Soft B suffix zero count
Soft Zhuo selection B
This is a math problem. Many students may calculate this number and then see how many suffixes are zero. However, it should be noted that the limit of longlong data type is the 18th power of 10. If this number is calculated completely, it will certainly exceed this value, so we need to use other methods to solve this problem. Of course, You can get part of the score directly. A real game can get some points like this
Idea: first of all, if there is 0, there must be 10 in multiplication. Only when there is a multiple of 10 in multiplication can there be 0. For example, 45 equals 20, in fact, 225 = 210 equals 20. Then let's look at 10. Only 25 equals 10, and 103 = 20 can be regarded as 253. Then the problem turns to how many 2 and 5 your data can be decomposed into, such as 10, 2, 8, 5, A total of 5 2, 2 5, can come up with 2 * 5, then the answer is 2

#include<iostream>
#include<cmath>
#define ll long long
using namespace std;
ll x, y;//Used to record how many 2 and 5 appear in total
ll a[100000];//Used to record data
void fun(ll t)//A function that can divide t by 2 at most several times is implemented recursively
{
if (t % 2 == 0)
{
x++;
fun(t / 2);
}
else
return;
}
void fun2(ll t)//A function that can divide t by 2 at most several times is implemented recursively
{
if (t % 5 == 0)
{
y++;
fun2(t / 5);
}
else
return;
}
int main()
{
ll n;
cin >> n;
for (ll i = 0; i < n; i++)
{
cin >> a[i];
if (a[i] % 2 == 0)
{
fun(a[i]);//It is used to calculate the number of 2. Because x is a global variable, it will not return to zero every time because of the loop
}
if (a[i] % 5 == 0)
{
fun2(a[i]);//Used to calculate how many 5
}
}
cout << min(x, y);//The smaller of the output x, y is the correct answer
return 0;
}


Soft Zhuo selects C tower son to calculate the probability
Soft Zhuo selection C
Last year's most difficult question was one that no senior student wrote last year... The author hasn't written it yet... So if you are interested, you can see the official solution written by brother Tazi below

Tazigo said:
This is an original problem adapted from P250 after class exercise 12.1 of discrete mathematics
It is not difficult to find: This is a classical probability, and the denominator is determined.
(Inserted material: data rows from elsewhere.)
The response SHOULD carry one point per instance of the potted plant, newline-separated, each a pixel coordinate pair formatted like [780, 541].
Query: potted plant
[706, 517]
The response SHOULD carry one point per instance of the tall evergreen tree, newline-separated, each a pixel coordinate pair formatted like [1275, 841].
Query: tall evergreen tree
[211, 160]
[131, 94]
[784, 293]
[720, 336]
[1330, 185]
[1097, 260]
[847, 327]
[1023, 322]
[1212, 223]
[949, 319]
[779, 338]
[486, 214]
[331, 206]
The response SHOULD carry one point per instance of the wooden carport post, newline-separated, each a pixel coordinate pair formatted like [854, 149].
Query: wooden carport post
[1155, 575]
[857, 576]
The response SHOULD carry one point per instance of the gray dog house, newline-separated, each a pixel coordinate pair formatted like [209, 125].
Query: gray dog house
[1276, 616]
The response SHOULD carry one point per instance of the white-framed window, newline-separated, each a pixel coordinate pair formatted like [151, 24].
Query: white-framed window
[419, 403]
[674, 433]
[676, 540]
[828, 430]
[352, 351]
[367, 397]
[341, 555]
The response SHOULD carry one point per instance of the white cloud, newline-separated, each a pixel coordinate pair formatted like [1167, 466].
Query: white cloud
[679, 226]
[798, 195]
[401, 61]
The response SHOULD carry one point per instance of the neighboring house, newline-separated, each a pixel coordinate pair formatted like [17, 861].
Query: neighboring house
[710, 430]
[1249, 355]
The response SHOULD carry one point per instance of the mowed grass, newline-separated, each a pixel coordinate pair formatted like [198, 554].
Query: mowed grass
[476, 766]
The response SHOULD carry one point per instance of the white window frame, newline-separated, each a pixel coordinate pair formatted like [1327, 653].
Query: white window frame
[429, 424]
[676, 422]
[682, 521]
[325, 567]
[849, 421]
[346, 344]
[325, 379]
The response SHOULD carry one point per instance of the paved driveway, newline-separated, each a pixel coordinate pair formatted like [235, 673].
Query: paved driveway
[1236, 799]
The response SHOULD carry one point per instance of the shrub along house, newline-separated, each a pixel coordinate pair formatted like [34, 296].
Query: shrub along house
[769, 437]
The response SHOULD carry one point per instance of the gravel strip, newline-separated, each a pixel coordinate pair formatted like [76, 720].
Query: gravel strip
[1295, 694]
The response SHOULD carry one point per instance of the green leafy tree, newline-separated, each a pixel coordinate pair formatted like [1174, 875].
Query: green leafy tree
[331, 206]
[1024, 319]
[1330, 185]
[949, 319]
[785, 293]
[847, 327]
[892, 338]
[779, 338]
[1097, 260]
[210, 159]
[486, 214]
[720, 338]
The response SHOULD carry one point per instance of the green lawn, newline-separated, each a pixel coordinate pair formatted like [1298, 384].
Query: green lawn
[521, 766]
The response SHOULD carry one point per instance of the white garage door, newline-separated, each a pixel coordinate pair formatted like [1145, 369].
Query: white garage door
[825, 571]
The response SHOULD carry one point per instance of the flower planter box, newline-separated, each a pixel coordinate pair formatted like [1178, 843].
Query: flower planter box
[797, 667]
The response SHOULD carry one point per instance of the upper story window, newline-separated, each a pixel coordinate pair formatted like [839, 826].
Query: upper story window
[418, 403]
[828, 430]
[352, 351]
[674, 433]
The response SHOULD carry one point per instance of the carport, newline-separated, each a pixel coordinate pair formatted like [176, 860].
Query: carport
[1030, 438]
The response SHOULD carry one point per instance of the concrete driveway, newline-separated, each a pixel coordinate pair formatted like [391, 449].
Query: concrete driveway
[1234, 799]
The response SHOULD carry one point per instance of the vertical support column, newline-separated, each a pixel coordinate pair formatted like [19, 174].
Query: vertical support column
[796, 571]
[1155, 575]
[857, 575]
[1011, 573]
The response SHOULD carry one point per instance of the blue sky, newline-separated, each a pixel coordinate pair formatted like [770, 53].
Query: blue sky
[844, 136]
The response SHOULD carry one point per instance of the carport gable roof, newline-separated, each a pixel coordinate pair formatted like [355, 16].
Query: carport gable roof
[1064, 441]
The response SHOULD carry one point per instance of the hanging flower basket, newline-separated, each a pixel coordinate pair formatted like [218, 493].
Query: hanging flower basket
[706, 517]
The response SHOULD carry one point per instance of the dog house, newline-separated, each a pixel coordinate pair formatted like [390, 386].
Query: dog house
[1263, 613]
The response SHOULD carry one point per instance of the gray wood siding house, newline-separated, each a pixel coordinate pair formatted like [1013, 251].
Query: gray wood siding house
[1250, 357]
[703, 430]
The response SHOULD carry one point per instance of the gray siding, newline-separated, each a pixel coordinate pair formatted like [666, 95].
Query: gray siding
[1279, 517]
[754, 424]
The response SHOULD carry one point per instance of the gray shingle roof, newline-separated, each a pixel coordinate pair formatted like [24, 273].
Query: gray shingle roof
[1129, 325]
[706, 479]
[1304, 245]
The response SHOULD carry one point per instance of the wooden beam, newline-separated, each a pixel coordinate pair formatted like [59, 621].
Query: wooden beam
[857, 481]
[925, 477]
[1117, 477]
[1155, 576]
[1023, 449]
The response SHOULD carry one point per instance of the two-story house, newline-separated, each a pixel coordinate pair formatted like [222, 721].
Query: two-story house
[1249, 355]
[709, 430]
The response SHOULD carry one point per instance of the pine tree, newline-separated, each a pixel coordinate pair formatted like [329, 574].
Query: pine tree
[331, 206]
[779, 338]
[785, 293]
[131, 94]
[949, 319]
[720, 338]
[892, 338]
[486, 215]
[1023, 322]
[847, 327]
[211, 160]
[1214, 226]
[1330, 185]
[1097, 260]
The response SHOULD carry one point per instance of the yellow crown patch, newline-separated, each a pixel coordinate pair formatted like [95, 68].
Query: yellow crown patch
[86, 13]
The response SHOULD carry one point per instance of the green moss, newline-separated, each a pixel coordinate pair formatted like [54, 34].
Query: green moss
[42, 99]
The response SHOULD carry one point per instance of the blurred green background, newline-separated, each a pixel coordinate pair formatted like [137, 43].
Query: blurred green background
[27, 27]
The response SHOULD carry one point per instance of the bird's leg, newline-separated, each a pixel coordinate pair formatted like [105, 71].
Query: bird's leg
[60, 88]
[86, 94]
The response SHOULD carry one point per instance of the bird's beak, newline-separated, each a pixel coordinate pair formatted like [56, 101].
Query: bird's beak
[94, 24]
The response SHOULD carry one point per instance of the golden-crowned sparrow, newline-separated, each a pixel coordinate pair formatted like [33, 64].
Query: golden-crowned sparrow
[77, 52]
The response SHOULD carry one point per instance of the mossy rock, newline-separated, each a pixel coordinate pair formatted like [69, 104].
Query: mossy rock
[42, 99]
It mainly calculates the numerator, that is, the number of schemes that meet the requirements
Solution with 20 points: triple cycle, violence statistics, all legal schemes Complexity O(n^3)
Solution with 40 points: Optimization: triple cycle. The innermost cycle is determined according to the value of the outer double cycle. The step is m and the complexity is
O(\frac{n^3}{m} )
Solution with 70 points: application of congruence
First, thoroughly understand the solution of the problem in the book:
https://www.zybang.com/question/47028159d760daa405307dd3158dd42e.html
In this way, the upper bound of our triple cycle is no longer n, but m. According to the simple counting principle, count the number of numbers in three congruence classes each time to find the combination number.
In the inner layer, I use map to store I, J and K, but since only three elements are stored at a time, the complexity of this part is constant and can be ignored
It is not difficult to find that the number of combinations in the inner layer is equal to 3, which is also a constant coefficient and is ignored
So total complexity: O(m^3)
Solution with 100 points:
According to the congruence relation identity (I, J and K are cyclic variables of three-layer cycle respectively)
The k of the innermost loop can be calculated according to the I, J, O (1) determined by the outer layer, and the innermost loop can be optimized
Reducing the complexity to O(m^2) can completely pass the problem.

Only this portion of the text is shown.